Считалось, что и песня обладает магической силой. Так, для успокоения мучительной боли от костного нарыва чартлама, когда ни лекари, ни врачи уже ничем не могли помочь, на агач-кумузе исполнялась монотонная мелодия
Считалось, что и песня обладает магической силой. Так, для успокоения мучительной боли от костного нарыва чартлама, когда ни лекари, ни врачи уже ничем не могли помочь, на агач-кумузе исполнялась монотонная мелодия одноименного названия. При этом многократно повторялись следующие слова:
О, чартлама, чартлама!
Я перестал (играть), и ты перестань (болеть)! И я оставил (игру), и ты оставь (боль)! Ва чартлама, чартлама!
Мен токътадым сен токъта!
Мен де къойдум, сен де къой!
Подобная лечебная магия музыки, песни при болезнях или ранении использовалась и другими народами Кавказа: адыгами, карачаево-балкарцами, осетинами и т.д.
Интересно в этом смысле предание о классике дагестанской поэзии, крупнейшем кумыкском поэте Йырчи Казаке. Один человек получил 12 ран, к тому же, оставшись в поле во время бурана, обморозил эти раны. Его обнаружили поздно, в бессознательном состоянии перенесли в аул и пригласили искусных лекарей. Каждый из них сделал, что мог, но раненый не приходил в себя. Наконец вспомнили о Йырчи Казаке, пригласили его, чтобы он, сидя у изголовья раненого, играл на агач-кумузе и своим искусством помог ему излечиться. Казак стал играть на агач-кумузе, но раненый не приходил в себя. Тогда Казак стал играть другую мелодию и запел героическую песню. Раненый пришел в себя. Й. Казак оставался там и продолжал свою "музыкотерапию" до тех пор, пока больной не стал поправляться.

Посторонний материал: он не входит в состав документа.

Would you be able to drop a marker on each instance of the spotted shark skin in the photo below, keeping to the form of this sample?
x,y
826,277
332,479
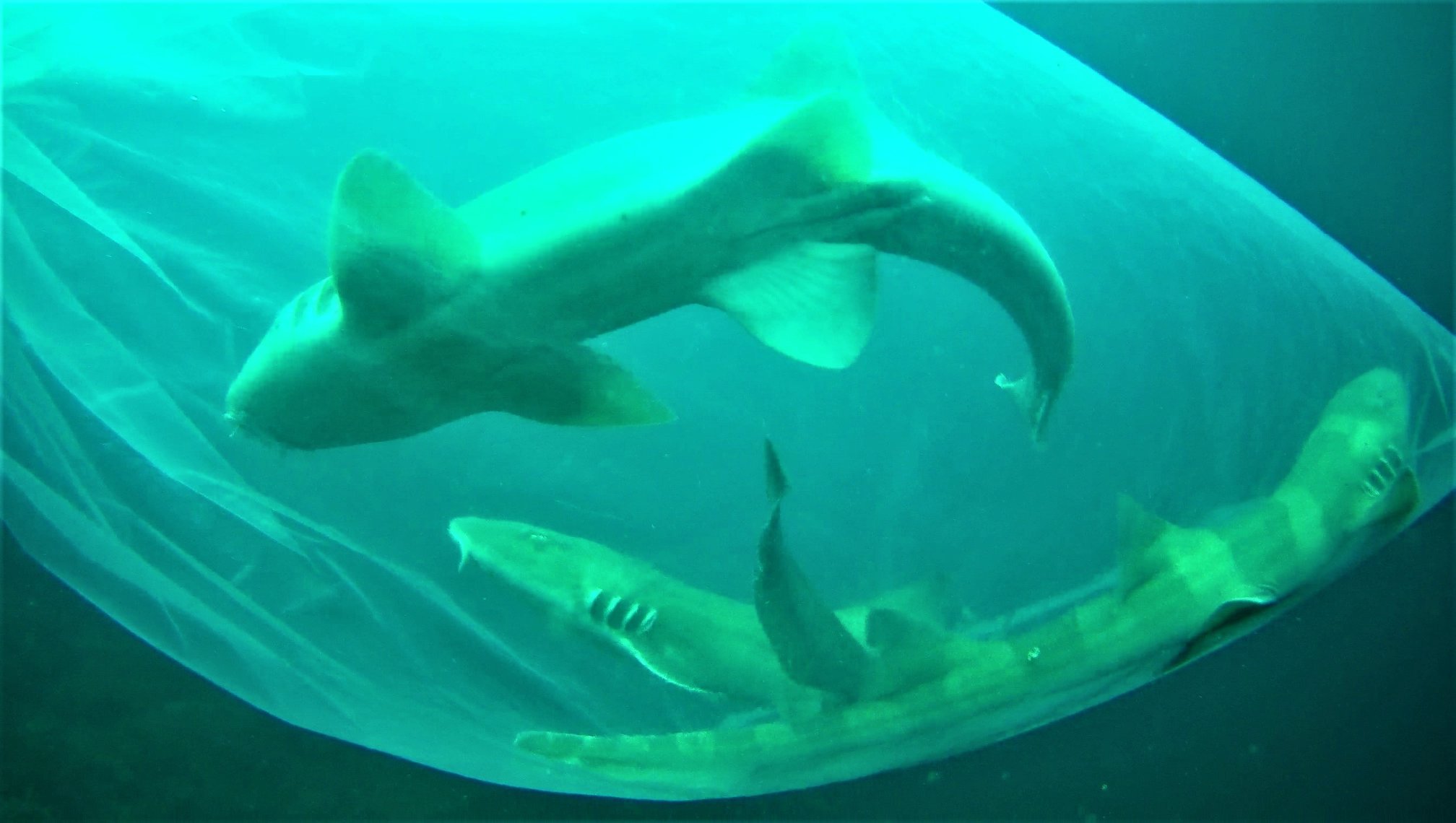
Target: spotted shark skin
x,y
1183,593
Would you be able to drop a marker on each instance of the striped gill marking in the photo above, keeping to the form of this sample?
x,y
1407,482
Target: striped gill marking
x,y
618,615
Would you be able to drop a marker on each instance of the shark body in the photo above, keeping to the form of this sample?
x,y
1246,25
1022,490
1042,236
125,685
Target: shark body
x,y
1179,595
689,637
774,212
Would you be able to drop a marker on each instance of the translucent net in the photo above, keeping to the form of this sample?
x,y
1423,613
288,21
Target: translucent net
x,y
168,180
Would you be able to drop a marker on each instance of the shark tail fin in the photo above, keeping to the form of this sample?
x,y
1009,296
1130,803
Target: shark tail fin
x,y
812,61
394,247
812,302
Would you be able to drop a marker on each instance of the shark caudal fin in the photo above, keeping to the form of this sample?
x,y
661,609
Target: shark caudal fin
x,y
815,300
810,641
394,248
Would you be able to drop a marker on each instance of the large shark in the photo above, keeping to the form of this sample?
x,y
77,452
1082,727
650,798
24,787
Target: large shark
x,y
1183,592
772,210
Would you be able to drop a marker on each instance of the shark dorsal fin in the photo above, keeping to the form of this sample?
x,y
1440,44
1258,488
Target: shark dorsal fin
x,y
394,248
776,484
1392,489
815,60
1138,532
812,645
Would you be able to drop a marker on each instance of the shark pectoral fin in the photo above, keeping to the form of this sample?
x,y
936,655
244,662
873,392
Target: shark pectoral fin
x,y
1392,491
814,302
1232,618
814,648
1138,532
394,248
573,385
911,651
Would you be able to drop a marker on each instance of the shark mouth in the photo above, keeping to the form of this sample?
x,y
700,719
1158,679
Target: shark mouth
x,y
618,615
1384,474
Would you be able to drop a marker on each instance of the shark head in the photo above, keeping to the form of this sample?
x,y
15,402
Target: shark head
x,y
313,383
568,576
1357,459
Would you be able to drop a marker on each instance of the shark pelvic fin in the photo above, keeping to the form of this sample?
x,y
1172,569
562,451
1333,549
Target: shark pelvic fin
x,y
814,302
815,60
814,648
573,385
1138,532
1030,399
394,248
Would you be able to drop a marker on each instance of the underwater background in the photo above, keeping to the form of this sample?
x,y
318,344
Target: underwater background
x,y
1341,110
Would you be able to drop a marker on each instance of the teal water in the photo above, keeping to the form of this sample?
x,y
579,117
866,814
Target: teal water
x,y
987,468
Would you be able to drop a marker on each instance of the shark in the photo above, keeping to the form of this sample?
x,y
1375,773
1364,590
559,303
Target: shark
x,y
689,637
1178,595
774,210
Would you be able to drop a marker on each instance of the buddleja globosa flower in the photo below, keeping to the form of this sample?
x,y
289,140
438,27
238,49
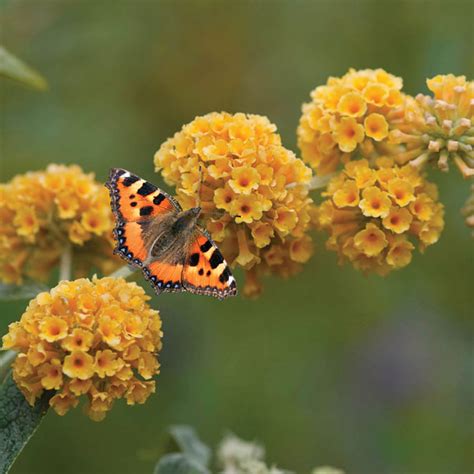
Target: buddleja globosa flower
x,y
443,128
376,216
252,190
350,117
96,338
41,213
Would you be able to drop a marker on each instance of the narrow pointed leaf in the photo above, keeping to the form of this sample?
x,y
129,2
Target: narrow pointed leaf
x,y
18,421
21,292
178,463
190,444
16,69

О том, что Й. Казак обладал таким необычным даром, говорится и в предании, записанном Г. Мамаевым: "Юная дочь шамхала Райганат, с детства болевшая чахоткой и почти не встававшая с постели, когда Казак появлялся во дворе, становилась веселой и забывала о своей болезни. Когда приходил Казак, больная девушка, если даже была в постели, поднималась и тотчас начинала упрашивать его: "Дядя Казак, сыграй же на кумузе, спой, а!" И Казак ее успокаивал: "Не расстраивайся, княжна моя, я тебя песней своей излечу"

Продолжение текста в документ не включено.